TB-303-style selective slide into specific notes.

Like portamento() but only applies to flagged destination notes. Specify target notes by index (notes=[1, 3]) or by step grid position (steps=[4, 12]). If extend=True (default) the preceding note’s duration is extended to meet the slide target, matching the 303’s behaviour where slide notes do not retrigger.

Call this after legato() / detached() / duration() so that note durations are final.

Parameters:
  • notes – List of note indices to slide into (0 = first). Supports negative indexing. Mutually exclusive with steps.

  • steps – List of step grid indices to slide into. Converted to pulse positions using self._default_grid. Mutually exclusive with notes.

  • time – Fraction of the preceding note’s duration used for the glide.

  • shape – Easing curve. Defaults to "linear".

  • resolution – Pulses between pitch bend messages.

  • bend_range – Instrument’s pitch wheel range in semitones (default 2.0). Pairs with larger intervals are skipped. Pass None to disable range checking.

  • wrap – If True (default), include a wrap-around slide from the last note back toward the first.

  • extend – If True (default), extend the preceding note’s duration to reach the slide target’s onset — 303-style legato through the glide.

Raises:

ValueError – If neither notes nor steps is provided.

Example

p.sequence(steps=[0, 4, 8, 12], pitches=[40, 42, 40, 43])
p.legato(0.95)

# Slide into the 2nd and 4th notes
p.slide(notes=[1, 3], time=0.2, shape="ease_in")

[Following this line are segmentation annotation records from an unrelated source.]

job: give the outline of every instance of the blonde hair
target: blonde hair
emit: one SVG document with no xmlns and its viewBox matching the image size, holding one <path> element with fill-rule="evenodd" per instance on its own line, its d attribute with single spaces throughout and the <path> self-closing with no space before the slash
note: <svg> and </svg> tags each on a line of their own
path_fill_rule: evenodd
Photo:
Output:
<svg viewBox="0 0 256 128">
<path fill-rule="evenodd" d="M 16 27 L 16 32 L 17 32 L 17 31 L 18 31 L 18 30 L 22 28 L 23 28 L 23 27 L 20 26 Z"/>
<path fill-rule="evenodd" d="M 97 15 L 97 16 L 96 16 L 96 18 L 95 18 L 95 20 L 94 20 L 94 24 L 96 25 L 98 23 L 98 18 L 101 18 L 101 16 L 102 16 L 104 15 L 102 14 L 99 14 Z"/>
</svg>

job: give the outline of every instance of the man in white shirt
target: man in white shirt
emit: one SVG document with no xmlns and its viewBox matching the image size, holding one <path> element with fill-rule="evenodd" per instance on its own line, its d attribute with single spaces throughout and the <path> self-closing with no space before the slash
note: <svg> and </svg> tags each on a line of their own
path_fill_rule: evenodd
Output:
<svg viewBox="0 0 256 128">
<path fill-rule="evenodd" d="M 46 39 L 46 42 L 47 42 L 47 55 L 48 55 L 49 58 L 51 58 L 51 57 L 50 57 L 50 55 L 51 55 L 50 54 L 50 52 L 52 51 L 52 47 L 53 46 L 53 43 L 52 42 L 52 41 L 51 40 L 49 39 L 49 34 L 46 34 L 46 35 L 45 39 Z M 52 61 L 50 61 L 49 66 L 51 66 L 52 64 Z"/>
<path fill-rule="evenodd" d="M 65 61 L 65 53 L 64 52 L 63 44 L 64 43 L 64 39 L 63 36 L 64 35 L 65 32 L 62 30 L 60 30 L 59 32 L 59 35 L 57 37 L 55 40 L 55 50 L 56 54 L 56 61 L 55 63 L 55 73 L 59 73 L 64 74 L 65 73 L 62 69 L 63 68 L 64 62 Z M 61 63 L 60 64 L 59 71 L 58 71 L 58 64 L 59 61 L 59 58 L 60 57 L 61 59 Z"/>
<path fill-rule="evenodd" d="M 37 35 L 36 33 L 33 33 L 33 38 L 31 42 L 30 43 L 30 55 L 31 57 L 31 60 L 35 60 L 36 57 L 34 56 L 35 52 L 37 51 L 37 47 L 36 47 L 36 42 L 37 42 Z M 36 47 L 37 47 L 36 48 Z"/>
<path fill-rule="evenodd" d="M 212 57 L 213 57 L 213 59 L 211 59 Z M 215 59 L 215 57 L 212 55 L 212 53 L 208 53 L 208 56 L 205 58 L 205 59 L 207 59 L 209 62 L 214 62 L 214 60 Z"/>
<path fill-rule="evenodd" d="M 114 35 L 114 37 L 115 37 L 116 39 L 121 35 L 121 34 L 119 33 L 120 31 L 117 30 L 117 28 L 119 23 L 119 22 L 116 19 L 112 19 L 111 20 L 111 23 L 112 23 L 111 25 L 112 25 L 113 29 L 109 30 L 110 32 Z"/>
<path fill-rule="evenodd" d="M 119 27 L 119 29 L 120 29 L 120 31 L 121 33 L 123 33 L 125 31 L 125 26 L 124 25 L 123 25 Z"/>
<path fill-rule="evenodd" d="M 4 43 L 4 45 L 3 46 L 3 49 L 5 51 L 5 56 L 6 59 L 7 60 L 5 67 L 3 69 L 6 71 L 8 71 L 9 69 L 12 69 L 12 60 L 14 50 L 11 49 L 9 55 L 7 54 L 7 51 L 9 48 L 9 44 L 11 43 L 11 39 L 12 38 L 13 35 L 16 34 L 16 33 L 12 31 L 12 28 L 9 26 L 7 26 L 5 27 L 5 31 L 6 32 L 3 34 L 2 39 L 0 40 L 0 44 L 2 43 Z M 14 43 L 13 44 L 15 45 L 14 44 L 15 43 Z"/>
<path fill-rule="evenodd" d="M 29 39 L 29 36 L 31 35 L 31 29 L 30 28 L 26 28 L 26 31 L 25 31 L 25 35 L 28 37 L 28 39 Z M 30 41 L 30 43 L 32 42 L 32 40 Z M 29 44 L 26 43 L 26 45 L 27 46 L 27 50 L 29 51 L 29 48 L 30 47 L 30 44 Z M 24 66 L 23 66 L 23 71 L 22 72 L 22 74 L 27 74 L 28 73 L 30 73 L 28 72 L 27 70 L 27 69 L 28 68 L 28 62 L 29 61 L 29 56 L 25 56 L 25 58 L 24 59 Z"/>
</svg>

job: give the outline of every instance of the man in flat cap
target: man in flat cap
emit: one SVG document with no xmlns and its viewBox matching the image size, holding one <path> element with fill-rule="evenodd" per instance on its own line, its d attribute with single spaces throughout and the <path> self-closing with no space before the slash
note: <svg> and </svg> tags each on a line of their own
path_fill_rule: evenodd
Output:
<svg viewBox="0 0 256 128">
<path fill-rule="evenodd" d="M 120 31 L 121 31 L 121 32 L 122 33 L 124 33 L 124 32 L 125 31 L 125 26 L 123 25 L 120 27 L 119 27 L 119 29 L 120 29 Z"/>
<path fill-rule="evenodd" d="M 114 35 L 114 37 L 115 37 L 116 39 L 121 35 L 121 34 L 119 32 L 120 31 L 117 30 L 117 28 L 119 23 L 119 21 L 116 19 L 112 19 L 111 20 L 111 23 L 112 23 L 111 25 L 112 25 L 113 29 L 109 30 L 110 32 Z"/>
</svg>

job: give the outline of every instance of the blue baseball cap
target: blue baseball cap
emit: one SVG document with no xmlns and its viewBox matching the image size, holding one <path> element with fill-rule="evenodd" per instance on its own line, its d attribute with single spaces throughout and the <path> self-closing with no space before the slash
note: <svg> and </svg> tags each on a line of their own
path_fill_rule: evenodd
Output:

# Same using step grid indices
p.slide(steps=[4, 12], time=0.2, shape="ease_in")

# Slide without extending the preceding note
p.slide(notes=[1, 3], extend=False)
sysex(data: bytes | List[int], beat: float = 0.0) subsequence.pattern_builder.PatternBuilder[source]

Send a System Exclusive (SysEx) message at a beat position.

SysEx messages allow deep integration with synthesizers and other hardware: patch dumps, parameter control, and vendor-specific commands. The data argument should contain only the inner payload bytes, without the surrounding 0xF0 / 0xF7 framing — mido adds those automatically.

Parameters:
  • data – SysEx payload as bytes or a list of integers (0–127).

  • beat – Beat position within the pattern (default 0.0).